AiroPeek NX is a commercial option for those companies that do not like to use open source software. Either method is time consuming and requires an audit for a “point in time” event. Warwalking can not be set to wait and report on exceptions.
AirWave RAPIDS is a commercial option to conduct both wired-side and wireless-side monitoring and assessment. It monitors and reports on wireless activity and flags (and alerts) new networks as potential rogue AP’s. This is an expensive option with a license required for all clients. There are also issues. Either poor monitoring facilities will result or wireless networking will be impacted for the hosts.
There are Wireless-side LAN IDS deployments. Aruba is an example. Again these are costly and require that a sensors is deployed at all facilities using wireless (and if you really want to be safe those that do not as well).

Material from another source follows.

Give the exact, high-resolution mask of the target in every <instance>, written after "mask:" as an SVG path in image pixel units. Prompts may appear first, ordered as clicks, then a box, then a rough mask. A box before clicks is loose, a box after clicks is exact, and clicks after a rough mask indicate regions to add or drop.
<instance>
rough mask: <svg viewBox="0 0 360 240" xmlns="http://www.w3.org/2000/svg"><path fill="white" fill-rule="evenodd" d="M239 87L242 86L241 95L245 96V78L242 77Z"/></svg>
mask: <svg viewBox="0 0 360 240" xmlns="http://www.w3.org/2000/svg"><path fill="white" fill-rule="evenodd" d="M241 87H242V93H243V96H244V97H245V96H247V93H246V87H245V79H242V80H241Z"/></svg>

None of this helps us find the rogue – we only find out that one may exist.
So how can we discover the rogue you ask finally?
First there is a manual analysis process using the signal-to-noise ratios (SNR). SNR is maximised when the devices are associated. In this, the idea is to map the SNR and locate the antenna (note the antenna and not the rogue itself). These techniques rely heavily on guess-work. Kismet and a GPS will help.
Directional analysis makes this a little easier. This requires a directional antenna and RSSI (Radio Signal Strength Information which is the signal and noise levels associated with a wireless device). Channel hoping should be disabled when doing this and it is essentially a matter of trial and error.
Rapfinder (open source) is a tool that aids in this process. AirMagnet is a commercial tool (handheld) that is designed to locate the source of the radio signal (as you get closer the clicks increase in frequency like a Geiger counter).
Next we get to triangulation. Even this is not 100% accurate due to RF interference, signal loss and radio signal distribution patterns (which vary based on the physical position). Aruba AirMonitor with 3 sensors will find local AP’s with a fair degree of accuracy.
However, this takes us to the point. An attacker is not always going to be placed locally. The range with a good yaggi high gain antenna is a radius of over 10km. That is over 300 square km. So have fun searching, it is about 30,000 households, businesses etc ...
It is not a flippantly easy task to track a wireless attacker. People get lucky, this is about how it works.